Olmadı değil mi?… Yakışıksız bir soru… Ağır bir itham oldu TSK’ya… Ve güvendiğimiz tüm dağlara… 

Öyleyse soruyu değiştiriyorum ve daha mantıklı, makul bir düzeye çekiyorum: 

Yabancı kuruluşlardan para desteği alan herkese vatan haini damgasını yapıştırabilir miyiz?!… 

Bu soruya benim cevabım belli… Bu tartışmaların taa başından beri söylediklerimden farklı düşünmüyorum.
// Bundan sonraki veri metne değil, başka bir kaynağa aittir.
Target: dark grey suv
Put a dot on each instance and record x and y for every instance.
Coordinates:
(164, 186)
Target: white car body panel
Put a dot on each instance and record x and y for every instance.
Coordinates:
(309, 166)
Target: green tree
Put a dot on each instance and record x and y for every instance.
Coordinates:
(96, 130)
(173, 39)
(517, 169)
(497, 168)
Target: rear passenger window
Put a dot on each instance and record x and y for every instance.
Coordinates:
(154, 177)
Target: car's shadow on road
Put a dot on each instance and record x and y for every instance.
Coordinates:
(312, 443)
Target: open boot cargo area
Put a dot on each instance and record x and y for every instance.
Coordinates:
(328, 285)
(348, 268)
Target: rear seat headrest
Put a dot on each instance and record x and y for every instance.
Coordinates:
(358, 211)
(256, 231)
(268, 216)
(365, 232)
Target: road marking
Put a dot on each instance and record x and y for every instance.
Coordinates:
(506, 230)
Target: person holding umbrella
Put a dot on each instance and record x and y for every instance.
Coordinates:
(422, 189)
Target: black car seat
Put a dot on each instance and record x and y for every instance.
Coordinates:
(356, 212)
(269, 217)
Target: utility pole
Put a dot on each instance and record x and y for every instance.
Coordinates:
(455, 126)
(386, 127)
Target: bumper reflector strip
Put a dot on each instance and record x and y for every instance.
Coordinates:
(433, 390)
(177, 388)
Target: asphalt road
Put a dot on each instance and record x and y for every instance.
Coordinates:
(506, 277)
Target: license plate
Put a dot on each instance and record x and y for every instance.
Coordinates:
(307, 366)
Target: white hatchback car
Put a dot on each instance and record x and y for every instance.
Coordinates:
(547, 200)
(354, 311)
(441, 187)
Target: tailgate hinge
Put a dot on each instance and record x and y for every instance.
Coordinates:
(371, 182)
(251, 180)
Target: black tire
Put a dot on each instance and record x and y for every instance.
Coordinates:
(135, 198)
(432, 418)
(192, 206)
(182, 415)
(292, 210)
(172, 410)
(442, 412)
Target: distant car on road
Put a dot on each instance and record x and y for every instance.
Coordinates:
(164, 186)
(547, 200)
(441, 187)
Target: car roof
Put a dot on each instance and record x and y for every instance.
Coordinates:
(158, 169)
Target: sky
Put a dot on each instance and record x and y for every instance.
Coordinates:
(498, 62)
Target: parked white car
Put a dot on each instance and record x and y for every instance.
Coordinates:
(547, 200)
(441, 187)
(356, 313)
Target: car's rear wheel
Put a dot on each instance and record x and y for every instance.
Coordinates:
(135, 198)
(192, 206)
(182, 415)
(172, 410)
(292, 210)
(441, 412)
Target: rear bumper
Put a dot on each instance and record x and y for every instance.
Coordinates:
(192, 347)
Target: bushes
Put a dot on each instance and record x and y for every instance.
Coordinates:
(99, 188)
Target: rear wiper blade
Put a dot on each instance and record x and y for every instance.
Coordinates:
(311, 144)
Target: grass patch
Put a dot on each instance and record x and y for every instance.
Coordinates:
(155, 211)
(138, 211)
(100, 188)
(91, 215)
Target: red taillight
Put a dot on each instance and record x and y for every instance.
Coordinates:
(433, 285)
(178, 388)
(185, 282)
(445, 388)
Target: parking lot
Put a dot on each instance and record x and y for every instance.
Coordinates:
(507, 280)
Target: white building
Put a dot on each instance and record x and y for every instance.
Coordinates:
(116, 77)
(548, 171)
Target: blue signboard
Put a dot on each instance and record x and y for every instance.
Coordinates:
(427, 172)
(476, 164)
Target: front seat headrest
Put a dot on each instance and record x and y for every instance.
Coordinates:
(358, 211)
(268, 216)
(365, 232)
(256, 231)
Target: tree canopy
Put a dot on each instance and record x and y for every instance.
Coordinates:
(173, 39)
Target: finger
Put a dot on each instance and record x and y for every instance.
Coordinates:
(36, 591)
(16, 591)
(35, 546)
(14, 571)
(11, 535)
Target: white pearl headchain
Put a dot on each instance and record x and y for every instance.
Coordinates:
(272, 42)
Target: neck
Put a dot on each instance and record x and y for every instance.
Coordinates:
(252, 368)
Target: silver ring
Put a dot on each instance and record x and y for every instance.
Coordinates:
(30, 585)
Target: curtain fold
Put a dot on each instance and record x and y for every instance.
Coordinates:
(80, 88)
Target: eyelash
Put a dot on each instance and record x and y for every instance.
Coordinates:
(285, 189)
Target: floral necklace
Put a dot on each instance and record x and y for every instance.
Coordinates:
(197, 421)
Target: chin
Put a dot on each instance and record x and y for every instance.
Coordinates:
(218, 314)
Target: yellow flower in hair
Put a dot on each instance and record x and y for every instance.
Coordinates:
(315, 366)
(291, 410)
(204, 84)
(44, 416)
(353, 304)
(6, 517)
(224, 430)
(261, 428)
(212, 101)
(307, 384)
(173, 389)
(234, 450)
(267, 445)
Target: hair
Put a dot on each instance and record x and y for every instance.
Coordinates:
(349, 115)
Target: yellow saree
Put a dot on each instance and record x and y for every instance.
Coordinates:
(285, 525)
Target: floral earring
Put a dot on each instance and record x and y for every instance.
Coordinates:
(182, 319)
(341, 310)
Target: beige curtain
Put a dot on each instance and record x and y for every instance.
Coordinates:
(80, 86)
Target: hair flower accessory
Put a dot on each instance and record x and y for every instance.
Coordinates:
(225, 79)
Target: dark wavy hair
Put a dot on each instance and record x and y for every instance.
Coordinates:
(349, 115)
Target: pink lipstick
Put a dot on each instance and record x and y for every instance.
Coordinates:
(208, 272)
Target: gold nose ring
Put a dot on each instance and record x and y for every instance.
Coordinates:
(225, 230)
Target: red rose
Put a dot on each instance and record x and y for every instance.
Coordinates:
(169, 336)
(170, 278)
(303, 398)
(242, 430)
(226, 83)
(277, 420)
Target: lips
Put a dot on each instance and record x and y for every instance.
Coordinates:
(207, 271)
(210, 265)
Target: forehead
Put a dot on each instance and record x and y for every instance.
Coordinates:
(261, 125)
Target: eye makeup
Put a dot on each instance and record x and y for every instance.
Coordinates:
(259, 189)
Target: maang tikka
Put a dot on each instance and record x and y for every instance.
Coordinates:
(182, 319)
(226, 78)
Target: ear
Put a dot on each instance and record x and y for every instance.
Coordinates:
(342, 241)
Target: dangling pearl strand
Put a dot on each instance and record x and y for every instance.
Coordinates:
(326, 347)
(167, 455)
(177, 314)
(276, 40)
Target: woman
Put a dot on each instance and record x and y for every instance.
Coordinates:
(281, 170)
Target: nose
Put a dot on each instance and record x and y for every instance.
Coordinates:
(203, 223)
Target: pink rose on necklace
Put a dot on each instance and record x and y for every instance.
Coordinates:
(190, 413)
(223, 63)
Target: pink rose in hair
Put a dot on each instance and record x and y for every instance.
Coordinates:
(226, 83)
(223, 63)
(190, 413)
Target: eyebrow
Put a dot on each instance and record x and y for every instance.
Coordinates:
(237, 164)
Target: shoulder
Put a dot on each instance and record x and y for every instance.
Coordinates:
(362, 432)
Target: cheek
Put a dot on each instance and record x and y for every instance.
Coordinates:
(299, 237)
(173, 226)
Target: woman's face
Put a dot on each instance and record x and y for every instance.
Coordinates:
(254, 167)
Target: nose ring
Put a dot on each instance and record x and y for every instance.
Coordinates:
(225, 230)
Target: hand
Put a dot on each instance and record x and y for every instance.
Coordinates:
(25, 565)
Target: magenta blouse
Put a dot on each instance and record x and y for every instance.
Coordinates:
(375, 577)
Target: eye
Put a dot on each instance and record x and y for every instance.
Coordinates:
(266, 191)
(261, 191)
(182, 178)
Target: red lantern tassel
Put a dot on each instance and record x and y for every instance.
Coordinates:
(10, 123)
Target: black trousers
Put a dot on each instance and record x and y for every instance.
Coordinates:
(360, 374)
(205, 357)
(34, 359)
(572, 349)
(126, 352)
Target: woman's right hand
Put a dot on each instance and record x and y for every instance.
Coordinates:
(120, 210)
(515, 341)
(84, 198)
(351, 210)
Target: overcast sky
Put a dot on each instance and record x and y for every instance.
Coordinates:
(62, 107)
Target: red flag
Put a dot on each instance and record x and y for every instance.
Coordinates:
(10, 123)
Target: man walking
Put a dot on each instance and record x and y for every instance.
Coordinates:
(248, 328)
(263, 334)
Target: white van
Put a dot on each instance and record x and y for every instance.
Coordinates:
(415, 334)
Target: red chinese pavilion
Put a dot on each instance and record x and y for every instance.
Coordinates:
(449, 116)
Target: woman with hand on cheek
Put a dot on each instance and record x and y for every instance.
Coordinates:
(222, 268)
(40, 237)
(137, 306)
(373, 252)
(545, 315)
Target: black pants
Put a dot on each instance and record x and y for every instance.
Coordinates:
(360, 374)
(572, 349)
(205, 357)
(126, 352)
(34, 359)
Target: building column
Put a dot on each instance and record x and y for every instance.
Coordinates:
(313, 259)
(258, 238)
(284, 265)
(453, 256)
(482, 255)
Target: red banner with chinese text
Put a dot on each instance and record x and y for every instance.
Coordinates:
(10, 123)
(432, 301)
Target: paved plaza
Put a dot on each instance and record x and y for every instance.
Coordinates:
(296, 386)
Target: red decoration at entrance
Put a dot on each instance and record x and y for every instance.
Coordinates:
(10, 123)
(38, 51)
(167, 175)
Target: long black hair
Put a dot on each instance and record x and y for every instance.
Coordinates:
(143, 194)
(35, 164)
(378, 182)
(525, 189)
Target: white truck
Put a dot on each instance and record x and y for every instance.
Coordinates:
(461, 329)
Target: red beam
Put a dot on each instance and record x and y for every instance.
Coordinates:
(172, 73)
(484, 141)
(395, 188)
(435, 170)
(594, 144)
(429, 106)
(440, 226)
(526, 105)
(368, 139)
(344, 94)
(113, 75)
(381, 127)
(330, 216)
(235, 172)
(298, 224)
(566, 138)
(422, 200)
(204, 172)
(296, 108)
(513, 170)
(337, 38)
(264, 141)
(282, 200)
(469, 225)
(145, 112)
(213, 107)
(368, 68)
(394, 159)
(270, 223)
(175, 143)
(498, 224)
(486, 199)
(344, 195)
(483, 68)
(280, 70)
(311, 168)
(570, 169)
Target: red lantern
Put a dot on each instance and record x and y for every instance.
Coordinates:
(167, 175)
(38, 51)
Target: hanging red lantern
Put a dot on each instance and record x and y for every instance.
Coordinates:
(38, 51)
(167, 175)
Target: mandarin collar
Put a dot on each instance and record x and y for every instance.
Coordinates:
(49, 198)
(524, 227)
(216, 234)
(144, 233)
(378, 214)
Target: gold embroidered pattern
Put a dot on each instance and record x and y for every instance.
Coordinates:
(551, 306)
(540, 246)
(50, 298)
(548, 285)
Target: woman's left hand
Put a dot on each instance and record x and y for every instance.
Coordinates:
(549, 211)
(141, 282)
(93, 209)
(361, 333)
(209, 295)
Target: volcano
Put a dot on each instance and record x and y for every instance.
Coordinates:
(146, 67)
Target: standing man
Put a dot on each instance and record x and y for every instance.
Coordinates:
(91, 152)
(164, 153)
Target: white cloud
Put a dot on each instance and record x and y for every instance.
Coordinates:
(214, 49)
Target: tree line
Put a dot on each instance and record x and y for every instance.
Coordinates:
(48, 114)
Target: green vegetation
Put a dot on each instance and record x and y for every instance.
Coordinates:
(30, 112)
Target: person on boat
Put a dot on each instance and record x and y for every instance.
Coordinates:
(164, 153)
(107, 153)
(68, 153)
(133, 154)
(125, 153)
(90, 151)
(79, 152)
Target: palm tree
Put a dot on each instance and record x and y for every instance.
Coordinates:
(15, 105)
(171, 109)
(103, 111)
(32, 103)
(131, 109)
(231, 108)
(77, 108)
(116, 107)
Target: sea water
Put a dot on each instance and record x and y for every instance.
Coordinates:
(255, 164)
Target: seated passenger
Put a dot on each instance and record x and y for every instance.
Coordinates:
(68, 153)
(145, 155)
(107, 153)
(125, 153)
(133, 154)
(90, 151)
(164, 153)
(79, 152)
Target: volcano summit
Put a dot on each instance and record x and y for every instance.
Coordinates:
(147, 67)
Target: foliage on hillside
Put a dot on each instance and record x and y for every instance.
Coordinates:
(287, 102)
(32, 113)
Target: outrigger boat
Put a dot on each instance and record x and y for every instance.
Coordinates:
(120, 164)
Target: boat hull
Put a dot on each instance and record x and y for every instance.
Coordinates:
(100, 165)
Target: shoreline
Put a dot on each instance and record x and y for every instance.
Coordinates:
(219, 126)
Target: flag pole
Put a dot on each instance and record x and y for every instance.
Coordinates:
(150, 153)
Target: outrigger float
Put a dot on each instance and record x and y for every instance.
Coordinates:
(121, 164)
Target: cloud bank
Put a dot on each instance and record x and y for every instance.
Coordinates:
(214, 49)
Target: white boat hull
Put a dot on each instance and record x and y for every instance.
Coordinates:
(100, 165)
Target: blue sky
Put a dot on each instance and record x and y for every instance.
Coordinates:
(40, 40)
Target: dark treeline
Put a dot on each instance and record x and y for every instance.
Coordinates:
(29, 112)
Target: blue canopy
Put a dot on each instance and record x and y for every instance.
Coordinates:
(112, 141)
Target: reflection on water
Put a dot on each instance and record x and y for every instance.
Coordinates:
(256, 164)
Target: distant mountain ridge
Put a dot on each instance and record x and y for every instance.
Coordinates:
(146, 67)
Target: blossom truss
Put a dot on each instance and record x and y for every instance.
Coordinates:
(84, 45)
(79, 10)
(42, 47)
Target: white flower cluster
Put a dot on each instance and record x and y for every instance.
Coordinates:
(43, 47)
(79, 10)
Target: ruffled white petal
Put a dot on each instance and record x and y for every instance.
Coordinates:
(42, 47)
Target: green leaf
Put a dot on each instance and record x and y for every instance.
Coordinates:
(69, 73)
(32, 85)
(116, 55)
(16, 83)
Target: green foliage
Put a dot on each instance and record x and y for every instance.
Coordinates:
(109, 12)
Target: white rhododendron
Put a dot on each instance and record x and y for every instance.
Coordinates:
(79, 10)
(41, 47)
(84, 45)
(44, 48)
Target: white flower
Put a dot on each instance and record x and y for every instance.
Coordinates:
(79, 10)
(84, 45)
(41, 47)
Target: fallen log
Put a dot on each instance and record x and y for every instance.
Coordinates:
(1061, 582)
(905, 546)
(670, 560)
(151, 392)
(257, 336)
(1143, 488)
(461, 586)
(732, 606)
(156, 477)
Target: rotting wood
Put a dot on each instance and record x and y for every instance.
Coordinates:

Buyrun okuyun… 

SAVAŞIN YEŞİL DOLARLI MİTRALYÖZÜ: 

’’ Biliriz; idealist insanlar ve kuruluşlar projelerini gerçekleştirmek için paraya gereksinim duyarlar. Kafalarını her yere vururlar düşlerindeki amaçlarını gerçekleştirmek için. Üç kuruş için olmadık taklalar atarlar. 

Onun için de Soros gibi iyilik meleği kılığına girmiş bir şeytana kanmaları çok kolaydır. Aynı kendisine zehirli elmayı veren üvey annesine kanan Pamuk Prenses gibi. Masalda yakışıklı prens Pamuk prensesi öperek hayata döndürüyor ama Soros’un elmasını ısırdıktan sonra komaya giren ülkelerden bu kadar şanslı olanını hiç görmedik şimdiye kadar. Onları artık öpse öpse Bush öper… 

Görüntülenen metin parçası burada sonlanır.